Deep Learning (Spring 2020)

Project (Latest Instructions Update: March 11 2020)

The deadline for submission is Apr. 19.

Please send your

  • pdf

  • colab link with experiments/code

to (if you use a different email alias, your assignment may risk ending “lost” in my inbox).

Choose one topic from those presented below. If you wish to explore a different direction, send me a proposal by email.

Generative Adversarial Networks and Cycle-GAN

Generative Adversarial Networks are neural network architectures trained to produce a generative models for images, that is a sampling mechanism that allows you to produce images from a code. In this assignment, after a short bibliographical review in which you will summarize two papers: the DC-GAN and the Wasserstein GAN (ignore the “math-y” theoretical results, focus on the equations/definitions) papers, you will consider a more advanced architecture that combines two GANs and which can be used to “translate” images with different characteristics, the cycleGAN. I give you two choices: either use this detailed walk-through to an assignment, or do it yourselves. In both cases, and in order to keep things simple, I will ask you to translate from the MNIST dataset to the USPS dataset.

Automatic differentiation of optimization solutions

A common criticism formulated against deep learning is the lack of interpretability of “black-box” networks. The alternative that is often proposed is that of more classic statistical procedures which typically rely on specifying a simpler model (e.g. linear) and train it with convex solvers (e.g. least-squares, lasso).

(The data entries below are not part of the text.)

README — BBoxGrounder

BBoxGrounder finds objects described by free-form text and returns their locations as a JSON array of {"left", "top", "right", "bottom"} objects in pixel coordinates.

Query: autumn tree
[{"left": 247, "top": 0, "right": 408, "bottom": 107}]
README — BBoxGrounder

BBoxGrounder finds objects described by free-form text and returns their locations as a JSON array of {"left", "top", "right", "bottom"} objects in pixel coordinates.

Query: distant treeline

However, an important feature of deep learning over “training with simple models with convex loss” is that they can be used end-to-end, that is all intermediate representations of data can be considered in a single data-processing pass, as opposed to fragmenting ML pipeline in well-posed but “broken” flow (e.g. do k-means, then PCA of those clusters, then linear regression).

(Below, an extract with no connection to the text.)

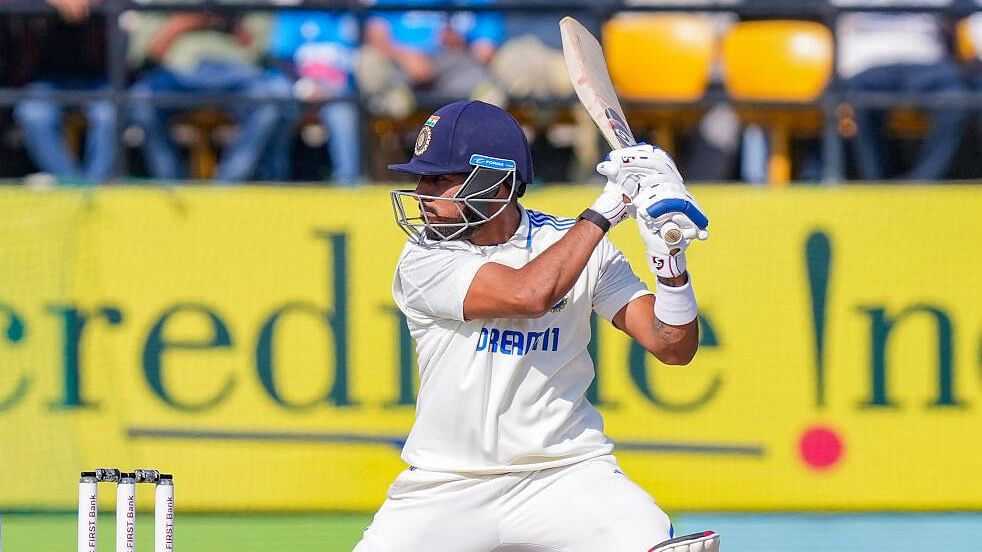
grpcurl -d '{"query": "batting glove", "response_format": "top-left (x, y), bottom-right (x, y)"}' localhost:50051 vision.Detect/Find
top-left (637, 213), bottom-right (691, 278)
top-left (597, 144), bottom-right (685, 201)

There has been an important research effort in recent years to turn the output of these “well posed” convex solvers into solve implicit functions around solutions of convex programs to obtain Jacobians for lasso, quadratic programs, conic programs and disciplined convex problems. For discrete problems, SAT solvers, ranking problems and more generic mixed integer programs (also here) have been handled using various flavors of relaxations and smoothing.

In this assignment, I ask you to consider two of the papers described above, summarize them, and propose experimental results on a different dataset.